“Phil the accountant” has deployed all his talent to set the economic forecasts and budget orientations of the UK government, without knowing the outcome of negotiations on the Brexit scheduled for late March, which are bogged down between London and Brussels.

In our opinion, the budget is a good omen because public finances are healthier. The fiscal deficit for the 2018-2019 fiscal year could be well below the 1.8% of GDP projected so far, which would provide a valuable pot to fund the additional spending promised by the Conservatives.

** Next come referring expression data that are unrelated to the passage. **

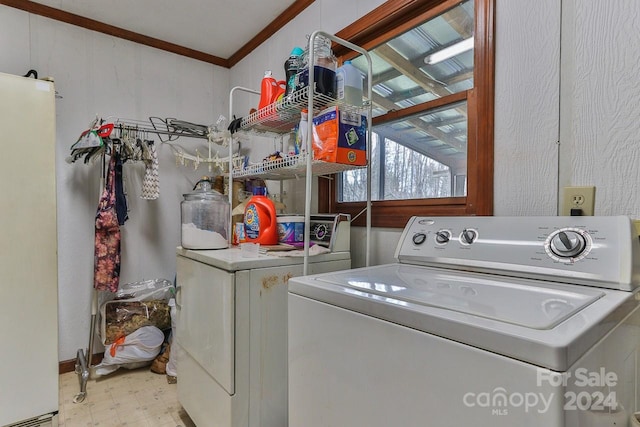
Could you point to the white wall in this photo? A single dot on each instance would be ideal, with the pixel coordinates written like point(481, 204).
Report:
point(99, 74)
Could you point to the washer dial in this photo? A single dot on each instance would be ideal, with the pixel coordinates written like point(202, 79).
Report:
point(419, 238)
point(442, 236)
point(468, 236)
point(568, 244)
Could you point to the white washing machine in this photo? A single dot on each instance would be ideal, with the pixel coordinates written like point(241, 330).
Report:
point(232, 330)
point(483, 321)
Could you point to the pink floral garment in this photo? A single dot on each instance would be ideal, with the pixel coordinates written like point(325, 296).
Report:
point(107, 239)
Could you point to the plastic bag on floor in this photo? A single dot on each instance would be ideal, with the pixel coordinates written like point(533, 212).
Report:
point(135, 305)
point(132, 351)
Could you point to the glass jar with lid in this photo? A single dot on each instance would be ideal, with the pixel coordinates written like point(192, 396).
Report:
point(205, 218)
point(324, 66)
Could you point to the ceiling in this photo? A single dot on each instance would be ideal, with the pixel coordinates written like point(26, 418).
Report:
point(219, 28)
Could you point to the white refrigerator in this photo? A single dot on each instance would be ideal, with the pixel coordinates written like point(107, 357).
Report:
point(28, 260)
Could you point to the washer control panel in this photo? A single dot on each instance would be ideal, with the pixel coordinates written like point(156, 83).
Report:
point(596, 251)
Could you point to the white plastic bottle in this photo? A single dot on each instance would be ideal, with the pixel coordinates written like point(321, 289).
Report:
point(349, 84)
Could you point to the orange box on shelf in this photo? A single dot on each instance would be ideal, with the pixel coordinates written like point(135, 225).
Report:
point(340, 137)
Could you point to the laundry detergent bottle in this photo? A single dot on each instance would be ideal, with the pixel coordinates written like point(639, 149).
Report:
point(268, 90)
point(260, 220)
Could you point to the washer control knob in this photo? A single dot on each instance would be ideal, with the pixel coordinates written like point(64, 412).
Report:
point(568, 244)
point(320, 231)
point(443, 236)
point(468, 235)
point(419, 238)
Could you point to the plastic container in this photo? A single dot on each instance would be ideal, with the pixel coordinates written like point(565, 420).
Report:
point(349, 84)
point(291, 229)
point(204, 216)
point(291, 68)
point(260, 220)
point(270, 90)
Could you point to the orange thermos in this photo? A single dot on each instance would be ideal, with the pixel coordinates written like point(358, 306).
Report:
point(260, 220)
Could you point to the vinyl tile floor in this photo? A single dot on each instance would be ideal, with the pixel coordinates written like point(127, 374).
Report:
point(132, 398)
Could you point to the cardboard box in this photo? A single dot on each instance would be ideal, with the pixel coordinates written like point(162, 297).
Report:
point(340, 137)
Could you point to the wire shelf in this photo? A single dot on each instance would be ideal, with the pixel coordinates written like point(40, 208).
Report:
point(283, 115)
point(291, 167)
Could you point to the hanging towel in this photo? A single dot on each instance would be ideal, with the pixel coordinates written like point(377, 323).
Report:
point(106, 275)
point(121, 198)
point(151, 180)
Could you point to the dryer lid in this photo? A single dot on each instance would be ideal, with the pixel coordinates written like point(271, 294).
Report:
point(540, 322)
point(521, 302)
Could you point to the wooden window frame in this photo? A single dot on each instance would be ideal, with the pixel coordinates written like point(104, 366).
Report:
point(385, 22)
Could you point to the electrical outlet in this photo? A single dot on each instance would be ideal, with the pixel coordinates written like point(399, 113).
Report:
point(583, 198)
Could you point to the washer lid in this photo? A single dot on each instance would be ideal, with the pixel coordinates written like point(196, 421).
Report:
point(544, 323)
point(491, 297)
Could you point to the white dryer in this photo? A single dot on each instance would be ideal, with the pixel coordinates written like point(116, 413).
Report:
point(232, 333)
point(483, 321)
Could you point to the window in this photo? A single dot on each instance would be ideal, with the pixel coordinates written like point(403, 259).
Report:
point(432, 147)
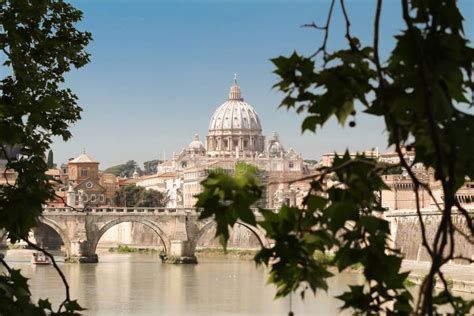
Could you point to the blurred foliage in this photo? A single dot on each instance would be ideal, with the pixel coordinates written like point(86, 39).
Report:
point(423, 92)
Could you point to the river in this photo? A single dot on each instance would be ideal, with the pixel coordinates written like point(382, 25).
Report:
point(139, 284)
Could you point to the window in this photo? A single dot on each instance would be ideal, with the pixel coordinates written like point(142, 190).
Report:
point(84, 172)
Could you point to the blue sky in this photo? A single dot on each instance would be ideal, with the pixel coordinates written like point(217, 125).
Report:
point(160, 68)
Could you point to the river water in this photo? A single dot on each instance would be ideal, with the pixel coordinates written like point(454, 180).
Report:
point(139, 284)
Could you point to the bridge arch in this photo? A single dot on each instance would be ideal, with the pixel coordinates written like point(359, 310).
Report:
point(130, 219)
point(60, 231)
point(257, 232)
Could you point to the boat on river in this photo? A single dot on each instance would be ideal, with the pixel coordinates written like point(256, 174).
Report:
point(40, 259)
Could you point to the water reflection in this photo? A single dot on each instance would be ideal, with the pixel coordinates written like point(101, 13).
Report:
point(138, 284)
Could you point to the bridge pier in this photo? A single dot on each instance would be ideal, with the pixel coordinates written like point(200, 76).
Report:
point(81, 252)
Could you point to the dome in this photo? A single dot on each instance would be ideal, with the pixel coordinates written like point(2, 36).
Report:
point(275, 146)
point(235, 114)
point(235, 129)
point(196, 144)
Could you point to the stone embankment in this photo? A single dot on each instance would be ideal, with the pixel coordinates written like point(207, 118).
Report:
point(459, 277)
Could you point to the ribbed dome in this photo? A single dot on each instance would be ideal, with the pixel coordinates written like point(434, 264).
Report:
point(235, 114)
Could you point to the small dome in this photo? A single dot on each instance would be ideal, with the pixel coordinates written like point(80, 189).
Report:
point(196, 144)
point(83, 158)
point(275, 146)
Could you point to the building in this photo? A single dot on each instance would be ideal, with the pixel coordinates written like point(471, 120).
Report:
point(84, 186)
point(235, 134)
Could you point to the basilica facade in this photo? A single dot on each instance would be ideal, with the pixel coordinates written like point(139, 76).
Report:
point(235, 135)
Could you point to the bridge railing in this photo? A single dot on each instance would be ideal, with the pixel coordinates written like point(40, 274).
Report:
point(128, 210)
point(121, 210)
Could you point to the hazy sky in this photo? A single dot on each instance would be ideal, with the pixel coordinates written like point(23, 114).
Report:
point(160, 68)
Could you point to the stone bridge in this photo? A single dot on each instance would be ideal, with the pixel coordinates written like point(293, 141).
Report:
point(179, 229)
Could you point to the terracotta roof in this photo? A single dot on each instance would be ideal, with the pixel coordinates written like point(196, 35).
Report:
point(83, 158)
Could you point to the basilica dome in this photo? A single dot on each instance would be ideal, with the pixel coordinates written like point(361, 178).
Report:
point(235, 128)
point(196, 144)
point(235, 114)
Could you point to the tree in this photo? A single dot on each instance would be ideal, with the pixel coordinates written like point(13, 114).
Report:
point(125, 170)
point(39, 44)
point(424, 93)
point(50, 161)
point(150, 167)
point(131, 195)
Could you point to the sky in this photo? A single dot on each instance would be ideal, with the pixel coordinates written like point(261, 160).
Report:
point(159, 69)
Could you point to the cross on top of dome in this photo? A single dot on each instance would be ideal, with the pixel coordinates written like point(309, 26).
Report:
point(235, 93)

This good news, however, will not be enough to bail out Hammond, who has to find 20 billion pounds a year to cover investments in the public health service (NHS). It will also have to offset the cost of continuing the fuel tax freeze and measures to encourage the construction of social housing.
He has already planned tax cuts of 900 million pounds to support the highstreet, downtown businesses, in a state of collapse due the the tendency for people to purchase items online. He has identified a “digital service tax” tax, which will target the larger online businesses with revenues of at least GBP 500 Mio in online sales.

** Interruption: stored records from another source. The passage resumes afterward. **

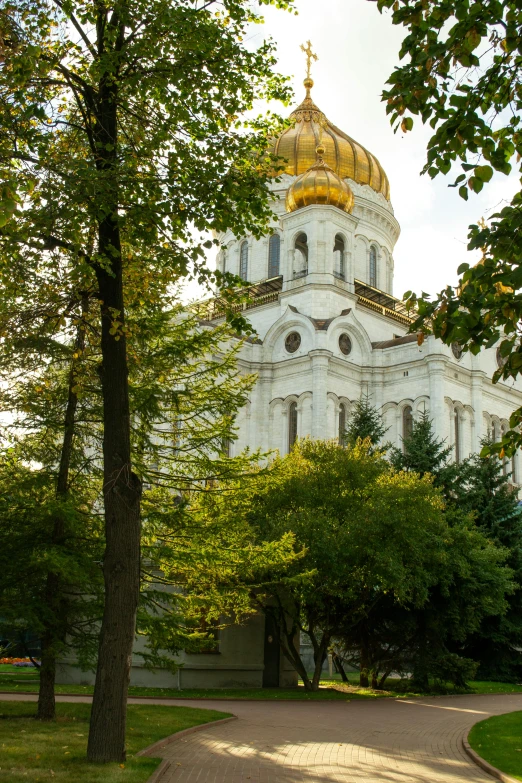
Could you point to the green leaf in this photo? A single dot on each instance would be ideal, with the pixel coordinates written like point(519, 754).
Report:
point(484, 173)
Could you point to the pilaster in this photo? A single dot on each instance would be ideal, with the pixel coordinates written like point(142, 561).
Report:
point(320, 359)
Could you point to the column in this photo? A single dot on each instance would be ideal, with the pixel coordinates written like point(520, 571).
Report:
point(477, 380)
point(320, 358)
point(437, 371)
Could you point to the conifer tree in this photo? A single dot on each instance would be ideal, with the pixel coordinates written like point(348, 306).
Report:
point(423, 453)
point(365, 422)
point(485, 490)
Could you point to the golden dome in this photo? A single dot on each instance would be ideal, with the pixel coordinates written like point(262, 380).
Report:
point(319, 185)
point(345, 156)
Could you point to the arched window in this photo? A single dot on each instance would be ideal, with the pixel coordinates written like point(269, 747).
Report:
point(373, 266)
point(505, 468)
point(457, 436)
point(407, 422)
point(301, 255)
point(243, 261)
point(339, 256)
point(292, 424)
point(274, 255)
point(342, 424)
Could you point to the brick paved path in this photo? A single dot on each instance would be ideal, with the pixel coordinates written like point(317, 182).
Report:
point(384, 741)
point(415, 741)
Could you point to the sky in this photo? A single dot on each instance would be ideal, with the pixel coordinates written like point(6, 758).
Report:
point(357, 49)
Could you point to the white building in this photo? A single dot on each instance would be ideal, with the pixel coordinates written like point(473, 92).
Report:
point(329, 330)
point(328, 327)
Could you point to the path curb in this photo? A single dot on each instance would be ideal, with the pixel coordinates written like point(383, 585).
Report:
point(485, 765)
point(159, 772)
point(160, 744)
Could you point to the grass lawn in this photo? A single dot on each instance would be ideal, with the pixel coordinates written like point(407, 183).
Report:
point(499, 741)
point(34, 752)
point(22, 680)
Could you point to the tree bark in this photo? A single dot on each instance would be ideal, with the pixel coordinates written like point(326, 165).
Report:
point(319, 659)
point(46, 709)
point(122, 491)
point(340, 668)
point(55, 624)
point(365, 661)
point(121, 487)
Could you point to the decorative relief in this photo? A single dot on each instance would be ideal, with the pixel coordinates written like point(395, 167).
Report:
point(345, 344)
point(501, 360)
point(457, 351)
point(292, 342)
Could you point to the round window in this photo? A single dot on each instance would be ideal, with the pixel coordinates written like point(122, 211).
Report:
point(345, 344)
point(292, 342)
point(457, 350)
point(501, 360)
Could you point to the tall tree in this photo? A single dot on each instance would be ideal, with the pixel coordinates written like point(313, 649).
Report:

Hammond has suggested, however, that other taxes may increase, without specifying which ones to date, depending how Brexit negotiations progress. The minister is divided between two contradictory commitments from his government, to find a balanced budget by the mid-2020s, while gradually loosening the purse strings, as desired by Theresa May, in order to support her pledge to end austerity. For the well-respected independent Institute for Tax Studies (IFS), restoring fiscal balance and ending austerity are promises “very hard to match” except to raise taxes or hope for dynamic growth.

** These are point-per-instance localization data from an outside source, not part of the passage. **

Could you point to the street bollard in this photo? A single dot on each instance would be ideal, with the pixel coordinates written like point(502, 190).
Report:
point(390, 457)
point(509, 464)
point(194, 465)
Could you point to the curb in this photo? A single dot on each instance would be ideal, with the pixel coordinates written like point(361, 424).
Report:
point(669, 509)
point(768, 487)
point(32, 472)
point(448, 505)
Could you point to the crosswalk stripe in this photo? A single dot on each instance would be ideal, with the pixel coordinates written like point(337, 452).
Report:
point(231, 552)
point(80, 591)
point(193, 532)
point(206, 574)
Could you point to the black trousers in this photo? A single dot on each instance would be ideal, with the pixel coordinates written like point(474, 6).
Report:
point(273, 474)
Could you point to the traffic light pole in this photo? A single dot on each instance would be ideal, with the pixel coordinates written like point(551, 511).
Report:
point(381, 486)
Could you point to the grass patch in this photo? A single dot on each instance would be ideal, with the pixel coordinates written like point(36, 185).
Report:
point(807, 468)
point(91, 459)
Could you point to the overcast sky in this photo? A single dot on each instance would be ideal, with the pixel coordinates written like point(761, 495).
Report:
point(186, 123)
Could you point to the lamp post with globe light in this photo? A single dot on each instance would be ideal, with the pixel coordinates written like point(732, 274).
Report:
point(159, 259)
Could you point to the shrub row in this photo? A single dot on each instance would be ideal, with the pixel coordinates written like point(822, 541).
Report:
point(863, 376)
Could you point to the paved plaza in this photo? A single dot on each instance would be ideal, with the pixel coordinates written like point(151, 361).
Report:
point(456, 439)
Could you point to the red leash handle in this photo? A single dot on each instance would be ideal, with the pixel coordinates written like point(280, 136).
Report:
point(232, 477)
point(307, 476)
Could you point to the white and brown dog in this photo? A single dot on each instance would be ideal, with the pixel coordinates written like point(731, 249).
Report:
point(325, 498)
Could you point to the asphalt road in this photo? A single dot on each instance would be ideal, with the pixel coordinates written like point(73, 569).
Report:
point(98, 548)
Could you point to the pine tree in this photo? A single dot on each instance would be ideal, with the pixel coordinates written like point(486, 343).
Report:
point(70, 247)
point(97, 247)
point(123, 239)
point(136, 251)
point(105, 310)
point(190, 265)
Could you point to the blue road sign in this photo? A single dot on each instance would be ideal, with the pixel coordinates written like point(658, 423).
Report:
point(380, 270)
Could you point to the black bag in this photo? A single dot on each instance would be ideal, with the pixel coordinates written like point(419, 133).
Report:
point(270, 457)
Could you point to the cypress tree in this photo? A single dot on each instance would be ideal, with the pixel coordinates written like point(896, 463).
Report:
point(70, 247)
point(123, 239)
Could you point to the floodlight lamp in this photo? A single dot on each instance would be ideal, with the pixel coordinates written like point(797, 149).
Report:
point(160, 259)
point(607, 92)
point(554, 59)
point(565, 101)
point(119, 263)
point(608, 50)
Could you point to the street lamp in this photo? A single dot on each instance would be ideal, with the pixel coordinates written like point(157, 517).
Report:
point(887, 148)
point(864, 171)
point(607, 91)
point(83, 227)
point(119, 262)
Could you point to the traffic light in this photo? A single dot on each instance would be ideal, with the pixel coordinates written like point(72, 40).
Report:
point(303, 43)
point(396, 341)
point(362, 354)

“Once we have a good agreement with the European Union and a smooth exit from the EU, we will be able to show the British that the fruits of their hard work will soon be harvested,” the minister said. In the case of a “no deal”, it will require “a new budget,” Mr Hammond warned in an earlier statement. We will “take appropriate fiscal measures to protect the economy.” On the other hand, Mr Hammond said he was convinced that an agreement would ensure his country a “Brexit dividend”, which would give a welcome boost to growth that has been on the decline since the 2016 referendum.

Other announcements were in line with expectations including a GBP 160 Mio allocation to counter terrorism, a GBP 400 Mio cash infusion for schools and a GBP 10 Mio for air ambulance services. A focus on infrustructure spending was highlighted and we noticed that hydrogen powered trains (manufactured in Germany) will replace diesel powered trains shortly in certain rural parts of the UK.

HMRC will be a preferred creditor in the case of a bankruptcy, which is meant to ensure HMRC gets paid, while the abolishment of stamp duty tax for 1st time buyers, including for shared ownership, unto GBP 500’000.- is maintained.